After I had published my paper, some people asked me to share the software that I developed. At first, I was very happy that my paper attracted some attention, and I was happy to share not only the binary but also the source code, case studies etc. But looking at my software, I feel very embarrassed.
My software is just horrible: the source code is just a mess, containing several of my unsuccessful attempts; I have never used design patterns, so duplicate code is everywhere; for simplicity and quick implementation, I often prefer recursions to loops etc etc.
I'm always under pressure to produce new results, and cleaning those code would cost me significant effort.
My question is if sharing this horrible software will give people a very negative impression of me? Would it do harm to my career if the people I share are prospect collaborators, employers, as they work in the same field.
Answer
Yes, you should.
First, most scientific software is terrible. I'd be very surprised if yours is worse than average: the mere fact you know design patterns and the difference between recursion and loops suggests it's better.

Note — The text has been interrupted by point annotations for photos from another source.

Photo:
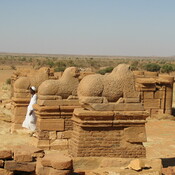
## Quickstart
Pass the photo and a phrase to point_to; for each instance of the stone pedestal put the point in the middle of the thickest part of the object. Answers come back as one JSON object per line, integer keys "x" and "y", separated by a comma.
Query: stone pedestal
{"x": 54, "y": 124}
{"x": 156, "y": 92}
{"x": 108, "y": 133}
{"x": 19, "y": 112}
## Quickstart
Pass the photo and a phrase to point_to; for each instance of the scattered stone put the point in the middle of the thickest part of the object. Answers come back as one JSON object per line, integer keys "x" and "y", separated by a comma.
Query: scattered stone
{"x": 15, "y": 166}
{"x": 1, "y": 163}
{"x": 5, "y": 172}
{"x": 57, "y": 161}
{"x": 6, "y": 154}
{"x": 136, "y": 164}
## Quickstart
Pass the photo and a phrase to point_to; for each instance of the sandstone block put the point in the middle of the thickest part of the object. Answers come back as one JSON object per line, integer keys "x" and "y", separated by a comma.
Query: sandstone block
{"x": 58, "y": 102}
{"x": 6, "y": 154}
{"x": 26, "y": 153}
{"x": 151, "y": 103}
{"x": 57, "y": 161}
{"x": 59, "y": 135}
{"x": 51, "y": 171}
{"x": 51, "y": 124}
{"x": 157, "y": 111}
{"x": 43, "y": 135}
{"x": 52, "y": 135}
{"x": 135, "y": 134}
{"x": 159, "y": 94}
{"x": 132, "y": 100}
{"x": 148, "y": 95}
{"x": 5, "y": 172}
{"x": 1, "y": 163}
{"x": 20, "y": 111}
{"x": 168, "y": 104}
{"x": 66, "y": 134}
{"x": 15, "y": 166}
{"x": 136, "y": 164}
{"x": 18, "y": 119}
{"x": 43, "y": 144}
{"x": 22, "y": 95}
{"x": 68, "y": 108}
{"x": 15, "y": 127}
{"x": 20, "y": 156}
{"x": 59, "y": 144}
{"x": 169, "y": 92}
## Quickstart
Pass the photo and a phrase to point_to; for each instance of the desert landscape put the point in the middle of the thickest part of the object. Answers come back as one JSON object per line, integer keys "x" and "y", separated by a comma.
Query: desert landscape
{"x": 159, "y": 129}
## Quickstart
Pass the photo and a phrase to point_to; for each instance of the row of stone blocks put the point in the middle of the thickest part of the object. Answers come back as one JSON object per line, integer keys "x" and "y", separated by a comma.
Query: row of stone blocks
{"x": 30, "y": 160}
{"x": 156, "y": 93}
{"x": 54, "y": 123}
{"x": 108, "y": 133}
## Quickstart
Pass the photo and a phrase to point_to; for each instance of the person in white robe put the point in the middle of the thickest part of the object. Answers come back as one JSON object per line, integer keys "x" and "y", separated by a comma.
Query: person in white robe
{"x": 30, "y": 119}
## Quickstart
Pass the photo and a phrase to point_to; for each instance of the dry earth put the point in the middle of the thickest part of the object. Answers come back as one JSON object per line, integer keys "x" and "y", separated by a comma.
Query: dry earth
{"x": 160, "y": 133}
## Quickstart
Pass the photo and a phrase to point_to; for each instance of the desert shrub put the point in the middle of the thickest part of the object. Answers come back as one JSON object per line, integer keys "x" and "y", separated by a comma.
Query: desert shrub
{"x": 59, "y": 69}
{"x": 50, "y": 63}
{"x": 8, "y": 81}
{"x": 167, "y": 68}
{"x": 134, "y": 65}
{"x": 13, "y": 67}
{"x": 152, "y": 67}
{"x": 106, "y": 70}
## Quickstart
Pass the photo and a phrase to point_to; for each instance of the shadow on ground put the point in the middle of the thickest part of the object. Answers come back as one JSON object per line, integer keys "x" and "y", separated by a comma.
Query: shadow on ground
{"x": 166, "y": 162}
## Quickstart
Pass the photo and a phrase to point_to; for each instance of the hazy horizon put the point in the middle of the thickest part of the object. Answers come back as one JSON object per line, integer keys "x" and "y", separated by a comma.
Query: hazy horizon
{"x": 88, "y": 27}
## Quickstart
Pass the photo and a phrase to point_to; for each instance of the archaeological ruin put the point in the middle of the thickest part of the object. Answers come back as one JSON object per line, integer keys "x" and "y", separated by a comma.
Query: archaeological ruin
{"x": 21, "y": 81}
{"x": 92, "y": 115}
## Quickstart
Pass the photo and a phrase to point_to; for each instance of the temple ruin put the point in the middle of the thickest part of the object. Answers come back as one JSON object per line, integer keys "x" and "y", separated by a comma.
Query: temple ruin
{"x": 21, "y": 81}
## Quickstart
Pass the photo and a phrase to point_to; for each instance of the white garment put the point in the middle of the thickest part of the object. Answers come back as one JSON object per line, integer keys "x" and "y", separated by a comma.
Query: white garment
{"x": 30, "y": 120}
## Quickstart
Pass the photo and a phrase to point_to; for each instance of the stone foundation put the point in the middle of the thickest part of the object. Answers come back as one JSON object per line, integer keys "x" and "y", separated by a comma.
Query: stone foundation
{"x": 108, "y": 134}
{"x": 156, "y": 92}
{"x": 54, "y": 124}
{"x": 19, "y": 112}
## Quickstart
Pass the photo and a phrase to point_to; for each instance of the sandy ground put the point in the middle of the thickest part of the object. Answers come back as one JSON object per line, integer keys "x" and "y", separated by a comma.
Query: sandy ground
{"x": 160, "y": 133}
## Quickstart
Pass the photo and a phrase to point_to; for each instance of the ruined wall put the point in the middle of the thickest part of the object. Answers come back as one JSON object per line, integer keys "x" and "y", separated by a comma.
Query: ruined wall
{"x": 56, "y": 101}
{"x": 22, "y": 80}
{"x": 108, "y": 134}
{"x": 156, "y": 92}
{"x": 112, "y": 119}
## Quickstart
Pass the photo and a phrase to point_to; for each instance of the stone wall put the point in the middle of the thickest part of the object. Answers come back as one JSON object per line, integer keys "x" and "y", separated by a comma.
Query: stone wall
{"x": 21, "y": 81}
{"x": 54, "y": 124}
{"x": 156, "y": 92}
{"x": 108, "y": 133}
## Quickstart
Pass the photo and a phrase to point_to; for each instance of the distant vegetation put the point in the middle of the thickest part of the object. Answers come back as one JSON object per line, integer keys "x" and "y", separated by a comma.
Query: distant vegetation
{"x": 99, "y": 64}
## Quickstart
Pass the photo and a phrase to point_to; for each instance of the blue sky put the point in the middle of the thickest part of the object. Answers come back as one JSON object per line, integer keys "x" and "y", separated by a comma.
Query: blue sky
{"x": 90, "y": 27}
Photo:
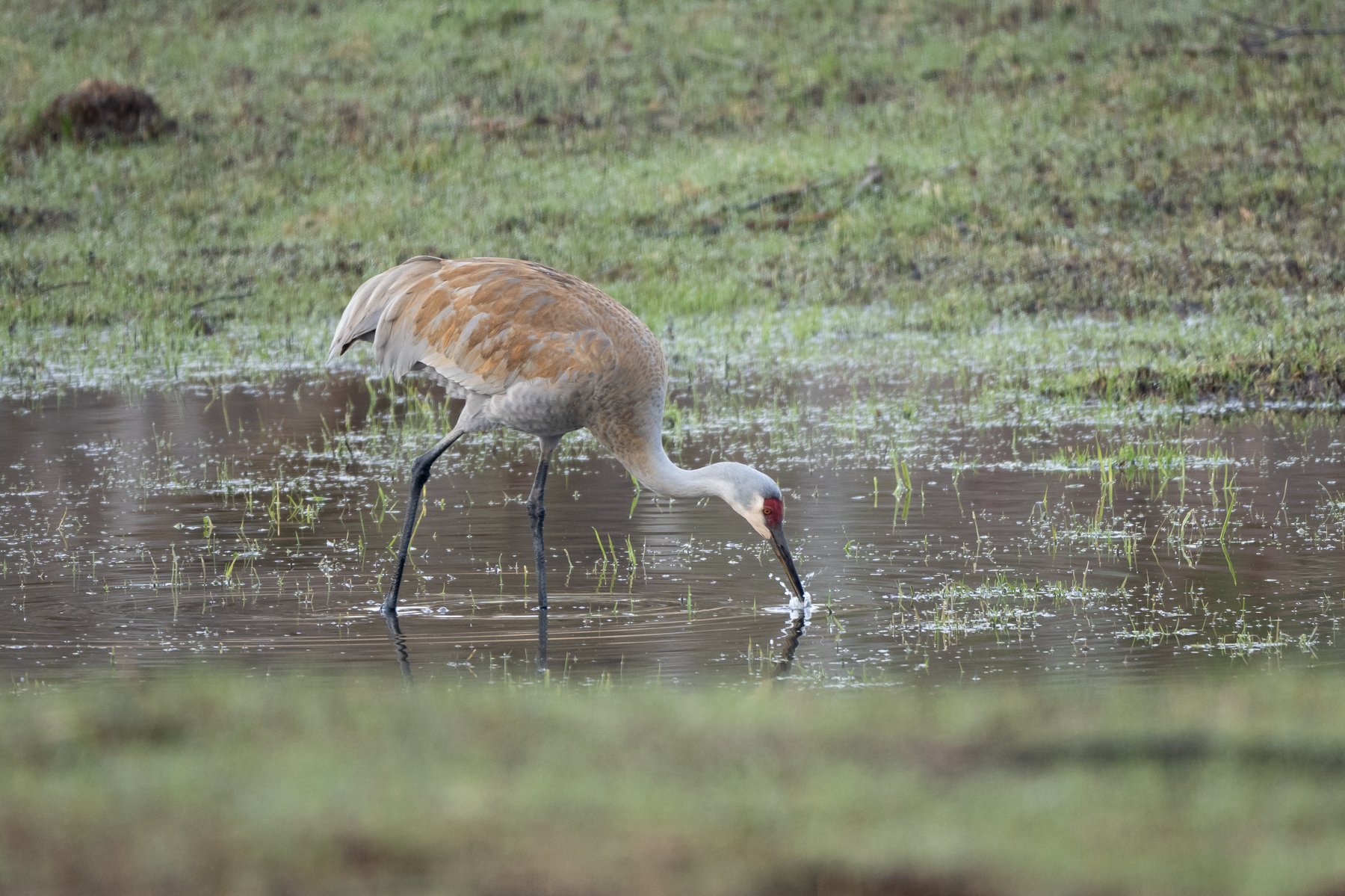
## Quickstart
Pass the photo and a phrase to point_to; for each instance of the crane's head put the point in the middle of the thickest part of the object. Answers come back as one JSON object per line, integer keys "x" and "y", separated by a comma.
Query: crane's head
{"x": 758, "y": 499}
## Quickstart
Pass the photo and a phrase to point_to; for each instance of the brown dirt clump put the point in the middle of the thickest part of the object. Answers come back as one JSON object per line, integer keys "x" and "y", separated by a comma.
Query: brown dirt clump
{"x": 100, "y": 111}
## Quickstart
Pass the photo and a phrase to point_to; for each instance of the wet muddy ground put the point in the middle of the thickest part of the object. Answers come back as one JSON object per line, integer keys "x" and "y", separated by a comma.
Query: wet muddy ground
{"x": 253, "y": 528}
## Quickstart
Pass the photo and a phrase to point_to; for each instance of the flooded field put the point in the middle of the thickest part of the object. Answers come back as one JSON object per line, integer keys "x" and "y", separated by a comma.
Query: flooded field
{"x": 253, "y": 528}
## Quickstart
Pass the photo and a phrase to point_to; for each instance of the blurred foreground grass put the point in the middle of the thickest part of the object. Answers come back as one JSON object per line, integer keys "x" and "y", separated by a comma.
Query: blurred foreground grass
{"x": 221, "y": 785}
{"x": 963, "y": 168}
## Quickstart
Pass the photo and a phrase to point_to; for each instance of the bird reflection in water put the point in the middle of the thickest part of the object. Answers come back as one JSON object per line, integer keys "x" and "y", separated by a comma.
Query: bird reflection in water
{"x": 793, "y": 633}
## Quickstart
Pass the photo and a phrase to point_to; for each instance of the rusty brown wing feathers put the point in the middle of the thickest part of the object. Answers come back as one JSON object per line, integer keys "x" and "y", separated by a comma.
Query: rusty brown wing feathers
{"x": 482, "y": 323}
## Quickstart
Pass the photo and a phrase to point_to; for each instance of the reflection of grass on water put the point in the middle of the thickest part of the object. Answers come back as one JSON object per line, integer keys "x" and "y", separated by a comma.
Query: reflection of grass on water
{"x": 235, "y": 786}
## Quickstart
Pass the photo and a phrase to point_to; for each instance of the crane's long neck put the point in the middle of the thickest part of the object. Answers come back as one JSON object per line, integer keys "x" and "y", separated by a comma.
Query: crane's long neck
{"x": 652, "y": 469}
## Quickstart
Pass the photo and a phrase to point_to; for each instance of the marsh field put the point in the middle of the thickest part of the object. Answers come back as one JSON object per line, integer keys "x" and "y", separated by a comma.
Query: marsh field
{"x": 1035, "y": 309}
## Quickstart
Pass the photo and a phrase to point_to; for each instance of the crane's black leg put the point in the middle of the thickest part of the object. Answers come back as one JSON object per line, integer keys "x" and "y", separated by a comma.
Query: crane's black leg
{"x": 420, "y": 474}
{"x": 537, "y": 513}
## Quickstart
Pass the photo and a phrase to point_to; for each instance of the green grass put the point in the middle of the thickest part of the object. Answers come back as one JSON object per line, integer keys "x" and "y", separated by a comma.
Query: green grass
{"x": 302, "y": 786}
{"x": 1039, "y": 167}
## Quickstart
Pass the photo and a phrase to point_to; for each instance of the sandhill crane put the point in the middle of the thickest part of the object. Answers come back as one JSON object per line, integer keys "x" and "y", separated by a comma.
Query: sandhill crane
{"x": 544, "y": 353}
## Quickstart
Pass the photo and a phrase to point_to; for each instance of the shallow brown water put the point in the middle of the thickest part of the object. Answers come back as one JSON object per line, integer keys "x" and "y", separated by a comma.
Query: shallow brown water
{"x": 250, "y": 528}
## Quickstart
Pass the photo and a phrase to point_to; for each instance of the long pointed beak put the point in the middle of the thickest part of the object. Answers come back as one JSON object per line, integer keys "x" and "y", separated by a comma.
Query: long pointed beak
{"x": 782, "y": 551}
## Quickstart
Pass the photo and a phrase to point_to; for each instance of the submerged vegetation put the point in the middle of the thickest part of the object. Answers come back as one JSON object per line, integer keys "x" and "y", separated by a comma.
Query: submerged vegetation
{"x": 1077, "y": 200}
{"x": 1036, "y": 307}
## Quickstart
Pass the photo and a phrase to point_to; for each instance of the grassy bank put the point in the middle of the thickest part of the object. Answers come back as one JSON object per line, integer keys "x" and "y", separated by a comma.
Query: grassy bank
{"x": 226, "y": 786}
{"x": 962, "y": 170}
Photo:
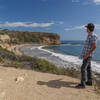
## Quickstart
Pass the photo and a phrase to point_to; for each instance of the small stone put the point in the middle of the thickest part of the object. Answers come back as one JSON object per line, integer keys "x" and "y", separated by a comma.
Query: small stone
{"x": 19, "y": 79}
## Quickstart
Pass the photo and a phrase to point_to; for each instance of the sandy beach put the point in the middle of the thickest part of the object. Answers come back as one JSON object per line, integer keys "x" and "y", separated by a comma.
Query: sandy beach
{"x": 20, "y": 84}
{"x": 32, "y": 85}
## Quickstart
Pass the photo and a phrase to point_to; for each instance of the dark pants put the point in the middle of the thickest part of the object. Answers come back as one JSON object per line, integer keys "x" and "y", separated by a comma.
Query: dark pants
{"x": 86, "y": 70}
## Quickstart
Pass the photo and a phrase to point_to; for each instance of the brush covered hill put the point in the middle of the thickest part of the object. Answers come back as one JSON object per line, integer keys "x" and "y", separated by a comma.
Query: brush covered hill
{"x": 20, "y": 37}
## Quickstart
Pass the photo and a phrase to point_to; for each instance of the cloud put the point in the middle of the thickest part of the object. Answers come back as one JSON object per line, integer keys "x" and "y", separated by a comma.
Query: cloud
{"x": 96, "y": 1}
{"x": 75, "y": 28}
{"x": 26, "y": 24}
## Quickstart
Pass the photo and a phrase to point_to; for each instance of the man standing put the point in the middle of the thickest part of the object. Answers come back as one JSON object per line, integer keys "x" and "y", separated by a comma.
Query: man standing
{"x": 89, "y": 47}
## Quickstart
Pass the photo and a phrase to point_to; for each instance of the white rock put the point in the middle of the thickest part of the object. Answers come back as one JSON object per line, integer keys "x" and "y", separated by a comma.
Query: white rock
{"x": 19, "y": 79}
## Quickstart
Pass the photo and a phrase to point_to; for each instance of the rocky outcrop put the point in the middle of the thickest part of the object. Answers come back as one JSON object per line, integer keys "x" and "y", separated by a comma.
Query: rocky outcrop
{"x": 20, "y": 37}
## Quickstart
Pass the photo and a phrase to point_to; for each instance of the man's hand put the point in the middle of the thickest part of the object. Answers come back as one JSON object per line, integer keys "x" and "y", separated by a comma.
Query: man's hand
{"x": 85, "y": 57}
{"x": 94, "y": 45}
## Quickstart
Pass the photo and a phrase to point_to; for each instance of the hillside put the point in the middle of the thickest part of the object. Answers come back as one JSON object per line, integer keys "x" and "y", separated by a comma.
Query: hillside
{"x": 20, "y": 37}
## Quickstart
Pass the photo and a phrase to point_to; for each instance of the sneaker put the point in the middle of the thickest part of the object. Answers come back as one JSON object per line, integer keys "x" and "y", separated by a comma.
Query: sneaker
{"x": 88, "y": 83}
{"x": 80, "y": 86}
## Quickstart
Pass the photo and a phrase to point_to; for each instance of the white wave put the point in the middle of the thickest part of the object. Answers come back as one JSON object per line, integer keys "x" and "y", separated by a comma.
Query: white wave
{"x": 71, "y": 59}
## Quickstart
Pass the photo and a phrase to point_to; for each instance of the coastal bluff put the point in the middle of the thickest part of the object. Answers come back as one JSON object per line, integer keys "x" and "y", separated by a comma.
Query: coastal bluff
{"x": 20, "y": 37}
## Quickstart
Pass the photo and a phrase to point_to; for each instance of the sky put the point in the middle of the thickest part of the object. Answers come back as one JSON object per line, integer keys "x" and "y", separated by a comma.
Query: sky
{"x": 64, "y": 17}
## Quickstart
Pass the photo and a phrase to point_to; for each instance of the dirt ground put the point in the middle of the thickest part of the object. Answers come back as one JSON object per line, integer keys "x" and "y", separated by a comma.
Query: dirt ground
{"x": 18, "y": 84}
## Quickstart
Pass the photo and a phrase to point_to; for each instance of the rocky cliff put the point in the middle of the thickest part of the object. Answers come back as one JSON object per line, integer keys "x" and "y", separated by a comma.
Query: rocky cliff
{"x": 19, "y": 37}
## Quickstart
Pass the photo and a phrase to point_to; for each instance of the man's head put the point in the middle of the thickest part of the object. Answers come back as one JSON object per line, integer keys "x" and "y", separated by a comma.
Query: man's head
{"x": 90, "y": 27}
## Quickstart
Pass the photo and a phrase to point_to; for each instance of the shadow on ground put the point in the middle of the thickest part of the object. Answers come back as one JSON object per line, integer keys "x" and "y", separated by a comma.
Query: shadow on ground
{"x": 57, "y": 83}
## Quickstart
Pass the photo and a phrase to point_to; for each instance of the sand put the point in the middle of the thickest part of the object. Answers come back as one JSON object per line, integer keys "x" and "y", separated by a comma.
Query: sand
{"x": 41, "y": 86}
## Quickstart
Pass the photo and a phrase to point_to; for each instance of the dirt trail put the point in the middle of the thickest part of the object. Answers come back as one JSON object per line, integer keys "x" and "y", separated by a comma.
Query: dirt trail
{"x": 32, "y": 85}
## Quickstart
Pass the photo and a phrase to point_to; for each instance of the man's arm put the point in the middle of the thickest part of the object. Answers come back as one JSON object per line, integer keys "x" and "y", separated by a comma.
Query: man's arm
{"x": 94, "y": 45}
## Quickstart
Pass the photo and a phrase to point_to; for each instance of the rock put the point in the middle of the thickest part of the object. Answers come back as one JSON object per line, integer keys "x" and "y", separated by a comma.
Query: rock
{"x": 19, "y": 79}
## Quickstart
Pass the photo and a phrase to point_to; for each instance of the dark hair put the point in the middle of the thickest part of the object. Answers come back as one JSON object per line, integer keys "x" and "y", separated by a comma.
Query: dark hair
{"x": 90, "y": 26}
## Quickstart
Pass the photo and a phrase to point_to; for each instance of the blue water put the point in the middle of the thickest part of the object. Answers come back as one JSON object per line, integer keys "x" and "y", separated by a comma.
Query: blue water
{"x": 74, "y": 48}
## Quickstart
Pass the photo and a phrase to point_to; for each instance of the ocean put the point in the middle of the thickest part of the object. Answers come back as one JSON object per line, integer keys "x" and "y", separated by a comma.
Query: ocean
{"x": 74, "y": 48}
{"x": 65, "y": 55}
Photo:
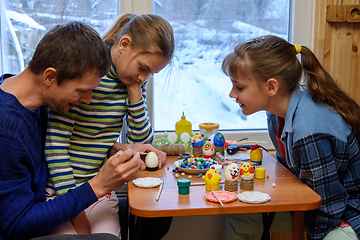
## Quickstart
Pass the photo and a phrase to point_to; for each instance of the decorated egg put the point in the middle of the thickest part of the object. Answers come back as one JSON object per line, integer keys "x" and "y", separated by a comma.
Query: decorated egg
{"x": 232, "y": 172}
{"x": 151, "y": 161}
{"x": 219, "y": 139}
{"x": 211, "y": 138}
{"x": 208, "y": 149}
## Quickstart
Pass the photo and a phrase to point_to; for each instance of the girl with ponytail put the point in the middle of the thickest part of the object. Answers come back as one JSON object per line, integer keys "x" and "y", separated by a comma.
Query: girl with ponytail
{"x": 314, "y": 127}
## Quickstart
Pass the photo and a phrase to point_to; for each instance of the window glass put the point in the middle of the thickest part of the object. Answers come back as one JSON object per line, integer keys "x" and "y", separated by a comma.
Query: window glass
{"x": 205, "y": 32}
{"x": 25, "y": 22}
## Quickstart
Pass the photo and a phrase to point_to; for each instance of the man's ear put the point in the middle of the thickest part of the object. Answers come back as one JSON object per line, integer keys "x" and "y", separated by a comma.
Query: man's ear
{"x": 124, "y": 43}
{"x": 49, "y": 76}
{"x": 272, "y": 87}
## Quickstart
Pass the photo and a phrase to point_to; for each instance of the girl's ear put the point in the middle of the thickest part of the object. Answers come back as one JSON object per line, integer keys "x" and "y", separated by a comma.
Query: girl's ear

Second, it's unlikely you'll have the incentive or motivation to make it better unless, or until, it's needed by someone else (or you in 6 months). Making it open gives you that incentive.
Potential upsides: possible new collaborators, bugfixes, extensions, publications.
Potential downsides: timesink (maintaining code or fixing problems for other people), getting scooped. I'll be clear: I don't take either of these downsides very seriously.